Legende: Die Organisation für wirtschaftliche Entwicklung und Zusammenarbeit OECD hat erstmals untersucht, wie verschiedene Staaten in den Bereichen Wettbewerb, Wachstum oder soziales Leben stärker werden könnten. Keystone / Francois Mori

Zudem plädiert die OECD für weniger Hürden bei Lizenzen im Strassentransport für Carunternehmen. Lockerungen könnten den Eintritt neuer Anbieter erleichtern und so den Wettbewerb beleben. Auch im Gasmarkt sieht die Organisation Handlungsbedarf und fordert mehr Transparenz bei Preisen sowie eine konsequentere Durchsetzung fairer Marktpraktiken.

Regulierung mit Augenmass

Im digitalen Bereich fordert die OECD vertiefte Analysen zentraler Märkte wie Onlineplattformen, Werbung oder Clouddienste. Hintergrund sind die oft hohe Marktkonzentration und bestehende Eintrittsbarrieren. Gleichzeitig solle das derzeit diskutierte Kartellrecht so ausgestaltet werden, dass auch Übernahmen in digitalen Märkten wirksam geprüft werden können, insbesondere wenn grosse Anbieter kleinere potenzielle Konkurrenten übernehmen.

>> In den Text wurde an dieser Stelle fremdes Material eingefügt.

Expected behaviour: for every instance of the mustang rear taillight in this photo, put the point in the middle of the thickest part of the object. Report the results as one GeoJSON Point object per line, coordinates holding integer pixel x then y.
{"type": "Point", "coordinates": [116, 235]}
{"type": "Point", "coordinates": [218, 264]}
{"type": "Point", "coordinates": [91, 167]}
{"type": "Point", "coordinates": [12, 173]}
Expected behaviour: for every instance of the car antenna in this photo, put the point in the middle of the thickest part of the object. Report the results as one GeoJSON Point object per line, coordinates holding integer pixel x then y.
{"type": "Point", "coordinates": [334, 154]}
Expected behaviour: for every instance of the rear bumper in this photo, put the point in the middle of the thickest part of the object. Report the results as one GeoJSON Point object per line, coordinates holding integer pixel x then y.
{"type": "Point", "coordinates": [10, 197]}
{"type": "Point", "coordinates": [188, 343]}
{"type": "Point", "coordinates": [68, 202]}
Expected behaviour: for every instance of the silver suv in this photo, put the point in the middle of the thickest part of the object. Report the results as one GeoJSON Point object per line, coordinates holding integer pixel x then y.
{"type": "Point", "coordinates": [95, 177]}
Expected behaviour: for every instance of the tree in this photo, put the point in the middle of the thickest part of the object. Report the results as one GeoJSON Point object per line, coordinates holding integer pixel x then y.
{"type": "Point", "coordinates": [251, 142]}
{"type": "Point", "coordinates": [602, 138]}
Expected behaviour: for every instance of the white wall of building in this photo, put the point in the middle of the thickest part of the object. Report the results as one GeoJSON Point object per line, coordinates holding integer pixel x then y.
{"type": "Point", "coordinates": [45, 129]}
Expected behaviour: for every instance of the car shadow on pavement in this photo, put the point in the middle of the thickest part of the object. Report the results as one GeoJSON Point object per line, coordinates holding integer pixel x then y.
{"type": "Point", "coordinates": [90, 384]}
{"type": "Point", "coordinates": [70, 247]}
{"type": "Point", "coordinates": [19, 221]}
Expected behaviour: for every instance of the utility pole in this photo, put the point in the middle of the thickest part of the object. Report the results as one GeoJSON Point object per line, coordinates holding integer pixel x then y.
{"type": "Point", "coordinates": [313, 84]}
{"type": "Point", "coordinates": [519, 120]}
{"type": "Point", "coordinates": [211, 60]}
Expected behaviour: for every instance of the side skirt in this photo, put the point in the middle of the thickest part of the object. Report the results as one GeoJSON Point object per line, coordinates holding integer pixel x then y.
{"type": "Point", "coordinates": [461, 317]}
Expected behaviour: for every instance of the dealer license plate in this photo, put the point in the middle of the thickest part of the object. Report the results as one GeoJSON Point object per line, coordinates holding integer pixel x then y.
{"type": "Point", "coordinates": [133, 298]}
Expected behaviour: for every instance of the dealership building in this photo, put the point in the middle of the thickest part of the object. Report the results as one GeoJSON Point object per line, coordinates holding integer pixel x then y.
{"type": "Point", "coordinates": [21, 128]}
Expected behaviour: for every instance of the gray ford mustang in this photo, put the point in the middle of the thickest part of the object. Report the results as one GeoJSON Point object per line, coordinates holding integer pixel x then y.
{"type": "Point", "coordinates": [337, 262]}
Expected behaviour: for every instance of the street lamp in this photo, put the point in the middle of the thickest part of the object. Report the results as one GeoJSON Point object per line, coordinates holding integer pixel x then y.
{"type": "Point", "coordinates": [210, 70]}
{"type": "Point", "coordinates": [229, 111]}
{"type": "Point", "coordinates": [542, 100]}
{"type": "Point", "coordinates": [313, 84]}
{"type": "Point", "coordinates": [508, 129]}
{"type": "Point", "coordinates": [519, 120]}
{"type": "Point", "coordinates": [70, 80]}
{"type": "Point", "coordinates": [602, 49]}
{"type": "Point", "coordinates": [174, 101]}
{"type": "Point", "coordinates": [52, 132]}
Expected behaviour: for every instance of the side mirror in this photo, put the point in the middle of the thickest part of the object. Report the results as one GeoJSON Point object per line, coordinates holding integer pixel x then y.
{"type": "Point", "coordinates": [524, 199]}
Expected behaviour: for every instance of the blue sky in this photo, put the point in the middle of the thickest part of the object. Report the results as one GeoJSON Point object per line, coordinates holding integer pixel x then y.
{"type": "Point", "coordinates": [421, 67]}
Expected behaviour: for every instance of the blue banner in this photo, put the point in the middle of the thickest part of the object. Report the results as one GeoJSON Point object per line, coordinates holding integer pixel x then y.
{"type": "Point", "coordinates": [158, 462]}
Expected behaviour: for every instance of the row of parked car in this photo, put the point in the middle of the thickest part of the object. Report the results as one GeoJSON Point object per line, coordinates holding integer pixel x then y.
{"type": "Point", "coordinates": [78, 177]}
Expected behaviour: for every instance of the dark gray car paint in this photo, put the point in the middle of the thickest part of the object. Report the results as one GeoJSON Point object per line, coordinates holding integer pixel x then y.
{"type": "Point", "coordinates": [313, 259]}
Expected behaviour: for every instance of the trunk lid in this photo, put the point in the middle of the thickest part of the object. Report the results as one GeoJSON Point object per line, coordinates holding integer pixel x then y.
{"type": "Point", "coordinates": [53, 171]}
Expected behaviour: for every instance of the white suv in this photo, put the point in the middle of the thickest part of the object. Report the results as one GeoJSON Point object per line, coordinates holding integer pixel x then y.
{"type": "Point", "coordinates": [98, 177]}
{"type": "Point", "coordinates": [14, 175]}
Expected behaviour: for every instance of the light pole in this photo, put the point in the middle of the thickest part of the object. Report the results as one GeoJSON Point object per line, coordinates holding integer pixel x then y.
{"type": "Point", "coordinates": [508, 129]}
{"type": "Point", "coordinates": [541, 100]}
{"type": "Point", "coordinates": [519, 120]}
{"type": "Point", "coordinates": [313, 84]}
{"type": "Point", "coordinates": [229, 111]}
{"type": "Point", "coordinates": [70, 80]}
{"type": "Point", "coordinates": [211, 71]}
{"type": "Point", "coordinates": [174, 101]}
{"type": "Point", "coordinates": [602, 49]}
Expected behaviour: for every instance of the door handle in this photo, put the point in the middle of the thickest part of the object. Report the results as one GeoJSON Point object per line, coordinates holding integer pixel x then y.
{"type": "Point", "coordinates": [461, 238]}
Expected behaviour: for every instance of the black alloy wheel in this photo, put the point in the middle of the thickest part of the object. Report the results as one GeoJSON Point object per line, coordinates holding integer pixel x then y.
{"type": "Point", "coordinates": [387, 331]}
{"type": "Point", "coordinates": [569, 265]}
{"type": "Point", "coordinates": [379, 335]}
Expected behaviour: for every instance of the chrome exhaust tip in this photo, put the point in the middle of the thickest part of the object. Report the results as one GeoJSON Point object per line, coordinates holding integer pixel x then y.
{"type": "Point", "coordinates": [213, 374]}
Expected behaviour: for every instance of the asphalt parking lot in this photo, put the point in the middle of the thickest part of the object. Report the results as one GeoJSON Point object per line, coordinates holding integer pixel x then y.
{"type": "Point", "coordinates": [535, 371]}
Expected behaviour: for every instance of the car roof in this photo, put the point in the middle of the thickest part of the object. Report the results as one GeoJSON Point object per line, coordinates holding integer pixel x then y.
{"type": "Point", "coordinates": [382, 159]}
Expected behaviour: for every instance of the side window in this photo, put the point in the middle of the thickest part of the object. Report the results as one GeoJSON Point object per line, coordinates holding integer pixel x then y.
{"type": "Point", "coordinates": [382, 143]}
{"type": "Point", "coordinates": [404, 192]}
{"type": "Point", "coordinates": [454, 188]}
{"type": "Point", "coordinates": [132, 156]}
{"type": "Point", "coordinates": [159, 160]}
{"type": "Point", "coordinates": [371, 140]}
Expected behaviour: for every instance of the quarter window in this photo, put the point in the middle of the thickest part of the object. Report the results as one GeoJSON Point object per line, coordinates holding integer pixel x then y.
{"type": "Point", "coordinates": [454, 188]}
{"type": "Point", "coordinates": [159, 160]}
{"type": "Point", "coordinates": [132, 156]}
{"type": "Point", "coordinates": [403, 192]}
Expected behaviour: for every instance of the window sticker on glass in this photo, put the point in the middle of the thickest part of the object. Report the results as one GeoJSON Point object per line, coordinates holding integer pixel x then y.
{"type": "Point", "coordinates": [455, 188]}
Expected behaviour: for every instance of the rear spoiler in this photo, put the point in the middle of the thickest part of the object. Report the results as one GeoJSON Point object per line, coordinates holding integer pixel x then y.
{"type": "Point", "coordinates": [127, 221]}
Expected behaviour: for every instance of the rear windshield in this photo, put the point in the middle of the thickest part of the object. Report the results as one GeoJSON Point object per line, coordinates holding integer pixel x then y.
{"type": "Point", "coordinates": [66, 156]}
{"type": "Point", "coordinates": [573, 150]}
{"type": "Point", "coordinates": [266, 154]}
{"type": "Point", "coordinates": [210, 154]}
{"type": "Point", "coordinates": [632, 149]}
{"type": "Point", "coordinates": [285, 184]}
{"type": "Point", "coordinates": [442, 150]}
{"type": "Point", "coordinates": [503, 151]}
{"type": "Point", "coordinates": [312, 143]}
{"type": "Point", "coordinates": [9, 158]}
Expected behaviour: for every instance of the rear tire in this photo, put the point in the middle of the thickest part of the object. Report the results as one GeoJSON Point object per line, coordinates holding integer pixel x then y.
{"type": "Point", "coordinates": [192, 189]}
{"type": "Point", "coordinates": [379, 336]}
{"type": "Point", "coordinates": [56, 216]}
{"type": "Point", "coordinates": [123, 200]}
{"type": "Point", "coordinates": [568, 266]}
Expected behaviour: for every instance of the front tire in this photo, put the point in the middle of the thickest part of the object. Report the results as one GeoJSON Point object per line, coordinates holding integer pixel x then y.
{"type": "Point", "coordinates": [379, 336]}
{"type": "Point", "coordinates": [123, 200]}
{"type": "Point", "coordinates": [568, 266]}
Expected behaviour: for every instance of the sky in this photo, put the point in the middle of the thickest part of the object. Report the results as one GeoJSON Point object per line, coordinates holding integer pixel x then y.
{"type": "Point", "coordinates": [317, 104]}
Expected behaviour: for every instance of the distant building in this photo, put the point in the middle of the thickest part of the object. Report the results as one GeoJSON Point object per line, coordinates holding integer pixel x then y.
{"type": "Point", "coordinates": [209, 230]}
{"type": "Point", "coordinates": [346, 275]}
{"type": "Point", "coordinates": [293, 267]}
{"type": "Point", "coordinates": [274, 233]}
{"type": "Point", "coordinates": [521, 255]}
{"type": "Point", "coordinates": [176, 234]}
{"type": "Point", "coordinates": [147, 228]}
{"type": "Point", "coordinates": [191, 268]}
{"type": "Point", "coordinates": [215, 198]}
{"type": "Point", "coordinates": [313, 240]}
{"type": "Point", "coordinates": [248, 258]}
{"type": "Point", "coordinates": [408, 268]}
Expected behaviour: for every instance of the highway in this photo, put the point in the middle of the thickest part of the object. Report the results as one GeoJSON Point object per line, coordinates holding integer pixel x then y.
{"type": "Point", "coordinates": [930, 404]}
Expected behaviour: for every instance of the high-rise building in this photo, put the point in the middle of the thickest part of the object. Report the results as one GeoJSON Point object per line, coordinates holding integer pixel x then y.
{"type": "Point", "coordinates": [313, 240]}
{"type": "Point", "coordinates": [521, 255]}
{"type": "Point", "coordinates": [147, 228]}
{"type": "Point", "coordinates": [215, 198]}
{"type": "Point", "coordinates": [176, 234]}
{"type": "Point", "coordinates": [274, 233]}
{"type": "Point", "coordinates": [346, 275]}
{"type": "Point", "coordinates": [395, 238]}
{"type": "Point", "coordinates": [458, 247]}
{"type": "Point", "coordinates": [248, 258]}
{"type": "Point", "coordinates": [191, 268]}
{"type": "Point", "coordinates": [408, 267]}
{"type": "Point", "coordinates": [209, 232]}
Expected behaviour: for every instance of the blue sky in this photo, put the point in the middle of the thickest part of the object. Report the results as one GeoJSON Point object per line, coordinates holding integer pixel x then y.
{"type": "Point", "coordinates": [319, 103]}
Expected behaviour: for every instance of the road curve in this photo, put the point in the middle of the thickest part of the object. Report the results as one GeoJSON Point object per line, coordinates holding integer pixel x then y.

Bei neuen Regulierungen mahnt die OECD Augenmass an: Zusätzliche Kosten und administrativer Aufwand für Unternehmen sollten möglichst gering gehalten werden, insbesondere für KMU. Verbesserungspotenzial sieht die OECD auch im Insolvenzrecht. Verfahren sollten schneller und günstiger werden, gerade für kleinere Unternehmen. Dafür brauche es ausreichend Personal und Ressourcen.